In the commentary "Sustaining costal urban ecosystems" published in the latest issue of the London-based journal Nature Geoscience, Torbjörn E. Törnqvist, associate professor in Tulane's Department of Earth and Environmental Sciences and Douglas J. Meffert, deputy director of the Tulane/Xavier Center for Bioenvironmental Research, also say New Orleans must concentrate more of its population on the 50 percent of its land mass that lies above sea level.
"New Orleans could accommodate more than 300,000 residents above sea level, which by U.S. Census Bureau estimates is approximately the current population of the entire city," the authors write, citing a recent demographic study by colleague Richard Campanella, assistant research professor in Tulane's Department of Earth and Environmental Sciences. "The population density in New Orleans immediately before the exodus caused by Hurricane Katrina was only about 2,500 residents per square kilometer.
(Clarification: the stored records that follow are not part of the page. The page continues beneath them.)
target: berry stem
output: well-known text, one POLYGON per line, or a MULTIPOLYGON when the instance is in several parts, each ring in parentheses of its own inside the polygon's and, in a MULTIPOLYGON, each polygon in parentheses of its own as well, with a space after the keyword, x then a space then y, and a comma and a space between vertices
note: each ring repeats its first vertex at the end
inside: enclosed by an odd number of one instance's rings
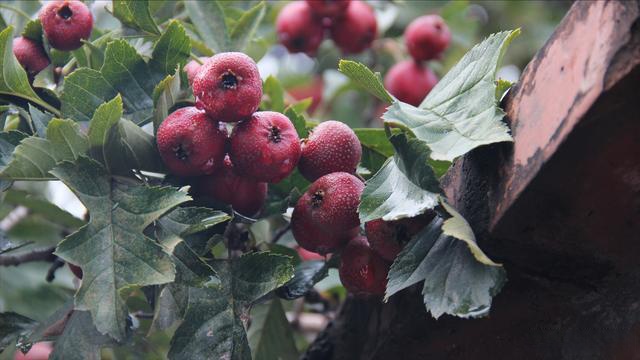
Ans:
POLYGON ((194 60, 195 62, 197 62, 198 64, 202 65, 204 64, 204 62, 202 60, 200 60, 200 57, 198 57, 196 54, 194 53, 189 53, 189 57, 194 60))
POLYGON ((31 21, 31 16, 29 16, 29 14, 27 14, 26 12, 24 12, 24 11, 22 11, 22 10, 16 8, 16 7, 13 7, 11 5, 0 3, 0 9, 7 9, 9 11, 13 11, 14 13, 16 13, 16 14, 22 16, 23 18, 27 19, 27 21, 31 21))

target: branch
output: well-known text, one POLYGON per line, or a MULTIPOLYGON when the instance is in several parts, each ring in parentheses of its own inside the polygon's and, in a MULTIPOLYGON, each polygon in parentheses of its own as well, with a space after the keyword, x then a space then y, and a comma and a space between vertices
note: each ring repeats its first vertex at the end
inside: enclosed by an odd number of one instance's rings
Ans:
POLYGON ((18 266, 20 264, 33 261, 53 262, 58 258, 53 255, 55 250, 55 246, 51 246, 45 249, 34 250, 26 254, 0 256, 0 266, 18 266))
POLYGON ((275 244, 278 242, 278 240, 280 240, 280 238, 282 238, 284 236, 284 234, 287 233, 287 231, 289 231, 291 229, 291 223, 287 224, 287 226, 283 227, 282 229, 278 230, 274 235, 273 235, 273 240, 271 240, 272 244, 275 244))

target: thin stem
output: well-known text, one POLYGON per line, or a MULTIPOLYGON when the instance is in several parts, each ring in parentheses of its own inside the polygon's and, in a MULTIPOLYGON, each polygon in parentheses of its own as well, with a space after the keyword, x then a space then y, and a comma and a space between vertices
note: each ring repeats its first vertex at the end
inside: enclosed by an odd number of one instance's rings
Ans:
POLYGON ((195 60, 195 62, 197 62, 198 64, 202 65, 204 64, 204 62, 202 60, 200 60, 200 58, 198 56, 196 56, 196 54, 194 53, 190 53, 189 56, 195 60))
POLYGON ((16 13, 16 14, 22 16, 23 18, 27 19, 27 21, 31 21, 31 16, 29 16, 29 14, 27 14, 26 12, 24 12, 24 11, 22 11, 22 10, 16 8, 16 7, 13 7, 11 5, 0 3, 0 9, 7 9, 9 11, 13 11, 14 13, 16 13))
POLYGON ((291 229, 291 223, 287 224, 287 226, 283 227, 282 229, 278 230, 278 232, 276 232, 273 235, 273 240, 271 240, 272 244, 275 244, 278 242, 278 240, 280 240, 284 234, 287 233, 287 231, 289 231, 291 229))
POLYGON ((61 117, 62 116, 62 112, 60 112, 60 110, 56 109, 55 107, 53 107, 53 105, 49 104, 48 102, 46 102, 44 100, 41 100, 40 98, 27 99, 27 100, 31 100, 32 102, 34 102, 34 103, 42 106, 43 108, 49 110, 49 112, 51 112, 56 117, 61 117))
POLYGON ((69 73, 71 73, 71 70, 73 69, 73 67, 76 65, 77 62, 78 62, 78 59, 76 59, 74 56, 71 58, 71 60, 69 60, 68 63, 64 64, 64 66, 62 67, 62 71, 60 72, 62 76, 69 75, 69 73))
POLYGON ((53 262, 58 258, 57 256, 53 255, 53 252, 55 250, 56 247, 51 246, 45 249, 38 249, 21 255, 3 255, 0 256, 0 266, 18 266, 20 264, 34 261, 53 262))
By comparison, the present-day population density in Amsterdam, The Netherlands, a city in a broadly similar environmental setting, is almost 4,500 residents per square kilometer."
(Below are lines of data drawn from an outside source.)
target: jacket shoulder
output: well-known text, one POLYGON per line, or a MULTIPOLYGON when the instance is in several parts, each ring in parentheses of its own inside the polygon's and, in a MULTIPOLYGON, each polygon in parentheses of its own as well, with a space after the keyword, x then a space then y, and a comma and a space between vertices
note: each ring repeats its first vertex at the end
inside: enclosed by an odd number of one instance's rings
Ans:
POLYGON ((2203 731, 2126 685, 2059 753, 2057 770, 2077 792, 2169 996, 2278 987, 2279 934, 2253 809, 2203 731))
Törnqvist and Meffert also point out that much of the city's above sea level land remains vacant and undeveloped while urban sprawl continues in areas known to flood. Urban sprawl in flood-prone areas should be banned, they say, in New Orleans as well as in vulnerable areas nationwide such as St. Louis, MO. On the other hand rebuilding efforts in floodplains should be restricted to raised, storm-resistant structures like those featured in Brad Pitt's "Make it Right" project.
The professors also contend that efforts at wetlands restoration are currently "miniscule" and need to be ramped up, along with a better understanding of the role rising sea levels play in exacerbating the devastation brought on by hurricanes.
New Orleans offers an unprecedented opportunity to find more effective ways to make urban coastal areas safer around the world, Törnqvist and Meffert say.
"A concerted effort to restore and transform a coastal urban center whose functioning is inextricably tied to its surrounding natural ecosystem can only lead to new knowledge and understanding that will prove critical once comparable conditions confront Shanghai, Tokyo and New York City," the authors write. Nature Geoscience is a monthly, multi-disciplinary journal aimed at bringing together top-quality research across the spectrum of the earth sciences along with relevant work in related areas.